Sharing code and pre-registering research proposals

As a result of the ever increasing amount of data and analysis tools, computational reproducibility is becoming increasingly more relevant. Its objectives are three fold: first, provide the abilities to independently verify the results of computer-assisted studies; second, understand how the software used influences these results and third, determine whether computations can be replicated. One approach that is gaining more acceptance is the sharing of code.

In biomedical research and in the life sciences, Stekhoven says, researchers who intend to publish a study in a journal nowadays have to upload the molecular data they used to an archive. But with computational methods, a brief description of this data in the method section or appendix is usually sufficient, except when the focus of the journal in question – Bioinformatics for example – is squarely on methodology. “For computational reproducibility, each paper published would ideally feature a link for the code to a GitHub repository and another to a data archive.” Such solutions already exist, for instance for molecular data, there are the European Nucleotide Archive (ENA) and the European Genome-Phenome Archive (EGA).

Reproducibility and replication are two core aspects of open scholarship. But open scholarship (or open science) also encompasses open access to published materials and data. This includes the Open Research Data funding programs launched by the ETH Board and the Swiss Conference of Rectors of Higher Education Institutions. Then there are the data stewards, who help research groups to manage open research data and establish reproducible data workflows. Data exchange is framed by the FAIR principles – Findable, Accessible, Interoperable, Reusable – that facilitate data sharing without demanding unconditional openness.

Another part of the current discussion is an approach for increasing transparency: pre-registration. This means that researchers publish their proposal and the design of the planned experiment before they carry it out, gather data and publish a study. Such pre-registrations can take place with or without review, but they do generally receive a digital object identifier (DOI), which means they can be cited like a published article. Pre-registrations increase transparency by allowing the final results to be compared with the original proposal. Moreover, they help prevent a publication bias that arises due to predominantly positive results being published in journals.

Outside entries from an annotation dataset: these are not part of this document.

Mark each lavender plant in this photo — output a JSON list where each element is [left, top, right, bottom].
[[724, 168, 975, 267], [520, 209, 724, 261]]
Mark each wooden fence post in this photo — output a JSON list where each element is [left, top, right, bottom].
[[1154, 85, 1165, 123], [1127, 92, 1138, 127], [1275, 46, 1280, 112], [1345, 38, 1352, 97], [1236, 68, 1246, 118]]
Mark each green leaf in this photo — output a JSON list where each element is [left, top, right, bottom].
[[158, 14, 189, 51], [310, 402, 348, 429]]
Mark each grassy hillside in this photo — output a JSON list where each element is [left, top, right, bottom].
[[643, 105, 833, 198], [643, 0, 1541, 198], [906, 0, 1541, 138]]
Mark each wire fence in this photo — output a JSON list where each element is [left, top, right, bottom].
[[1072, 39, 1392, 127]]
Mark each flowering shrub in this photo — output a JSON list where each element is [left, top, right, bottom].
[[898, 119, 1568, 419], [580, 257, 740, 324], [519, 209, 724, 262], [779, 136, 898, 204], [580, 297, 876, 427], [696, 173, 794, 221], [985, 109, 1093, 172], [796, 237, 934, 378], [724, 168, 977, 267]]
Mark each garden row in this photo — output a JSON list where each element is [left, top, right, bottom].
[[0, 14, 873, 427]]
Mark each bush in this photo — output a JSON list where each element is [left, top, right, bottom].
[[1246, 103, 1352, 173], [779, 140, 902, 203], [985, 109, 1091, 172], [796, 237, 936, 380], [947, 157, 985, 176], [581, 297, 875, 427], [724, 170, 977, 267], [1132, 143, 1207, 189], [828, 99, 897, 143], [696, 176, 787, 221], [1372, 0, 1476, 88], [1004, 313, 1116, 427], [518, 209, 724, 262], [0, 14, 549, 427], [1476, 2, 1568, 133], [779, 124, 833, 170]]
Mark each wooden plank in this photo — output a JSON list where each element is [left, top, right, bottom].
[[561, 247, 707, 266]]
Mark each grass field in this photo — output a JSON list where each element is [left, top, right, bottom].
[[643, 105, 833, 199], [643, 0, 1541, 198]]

A reviewed registration ensures that negative results are also published; for example, if the hypothesis could not be confirmed. “Pre-registration is an indispensable tool in open scholarship. It’s proven to be an asset for clinical studies and in psychology, and has potential in other empirical research disciplines,” Held says.

New CV for other performance assessments

Regarding reproducibility in research works, Held also welcomes more recent approaches to assessing research and scientific performance that are not based solely on the number of publications and citations. As noteworthy approaches to research assessment, he points to the DORA and CoARA initiatives as well as to a new CV format that the SNSF introduced in 2022. The aims of the latter include finding ways to more adequately gauge the quality of scientific work and the value of research activities that don’t necessarily lead to a publication.

This is where meta-research comes in, because all these new approaches and methods for reproducibility, replication and transparency must themselves be verified to make sure they deliver the desired effect. “All the new approaches that we’re going to discuss share the same aim: to improve research quality,” Held says.

This article by Florian Meyer is a slightly edited version of an article published by ETH Zurich.